Проверка фондов шла обычным порядком. Но, конечно, делали мало, ибо времени давалось мало. Фонды проверяли и Терентьева, и Финкель, и Добрина, и я, и новый библиотекарь.

В Фонде была (всем известная) плохая крыша; был сильный дождь, и фонды стало заливать. Ко мне на пункт пришла В.С. Сергеева и сказала, что, мол, мы сняли с полок книги, но этого мало, если еще пойдет дождь — дело будет плохо. И вот вечером в полной тьме шли мы в Фонд снимать книги (на это дело были мобилизованы не только работники Русского фонда, но и члены Команды).

В феврале, как-то одна я работала на районе — Терентьева, Финкель до того поставили карточки новых поступлений в каталог, а я их проверяла. Было жутко холодно, и я брала ящики в столовую и там работала — Фонд был закрыт на большой замок; каждый раз, открывая его, я останавлива­лась в помещении бывшей Отметки; как грустно, неуютно было там!

В Отметке работали по-прежнему; часто проходя «каталожный зал» (где только и осталось, что справочники) можно было видеть Леночку Дмитриеву, Мебиль за справочниками, а очень часто они с нами выходили в столовую, там продолжая свою библиографическую работу.

На этом кончу. Переписывать некуда, да пусть так и останется, как на­писалось, ибо уверена, что мало помогла Вам — фактов производственной работы что-то не так много в голове. Ревекка Израилевна, а мы с Вами, правильно, для Смольного снимали книги, и помню, что Николай Петрович, передавая нам драгоценный светильник (его или керосин тоже, кажется, дали в Смольном), внушал всю важность этой работы.
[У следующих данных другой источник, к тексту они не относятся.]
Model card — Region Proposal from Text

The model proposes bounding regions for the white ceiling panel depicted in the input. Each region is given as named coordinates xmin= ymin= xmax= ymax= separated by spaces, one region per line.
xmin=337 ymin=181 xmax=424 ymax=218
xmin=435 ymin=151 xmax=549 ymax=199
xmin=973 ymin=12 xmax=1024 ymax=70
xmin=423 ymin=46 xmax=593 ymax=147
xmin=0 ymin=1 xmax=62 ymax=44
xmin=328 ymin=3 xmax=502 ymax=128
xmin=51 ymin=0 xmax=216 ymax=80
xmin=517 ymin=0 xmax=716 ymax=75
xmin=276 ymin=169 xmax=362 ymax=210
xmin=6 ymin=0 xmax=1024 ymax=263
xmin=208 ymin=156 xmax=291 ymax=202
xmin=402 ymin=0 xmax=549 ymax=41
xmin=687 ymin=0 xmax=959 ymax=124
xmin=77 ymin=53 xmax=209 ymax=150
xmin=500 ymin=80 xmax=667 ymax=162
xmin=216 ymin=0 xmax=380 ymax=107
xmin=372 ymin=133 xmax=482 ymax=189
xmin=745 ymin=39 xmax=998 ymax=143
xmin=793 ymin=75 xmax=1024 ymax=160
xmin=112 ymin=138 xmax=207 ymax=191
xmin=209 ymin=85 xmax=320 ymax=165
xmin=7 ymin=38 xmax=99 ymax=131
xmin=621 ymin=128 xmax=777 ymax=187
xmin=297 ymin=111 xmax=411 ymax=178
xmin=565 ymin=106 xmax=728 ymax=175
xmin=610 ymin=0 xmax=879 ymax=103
Последнее: спросите Григорьянц, для кого-то из райштаба МПВО она меня услала вечером поздно с фонарем снимать Бисмарка «Мысли и воспоминания»; в Фонде книга была выдана на абонемент (я сходила в Фонд на место и определила по индикатору), и она достала из Читального зала.

Нy,больше писать не буду, а то Вам читать, уж поди, надоело, да и цензора надо пожалеть (если он добросовестно работает). Привет всем. Пи­шите. Ваша Белла.

 

Источник: Публичная библиотека в годы войны 1941-1945 гг. — СПб., 2005. С. 117-157.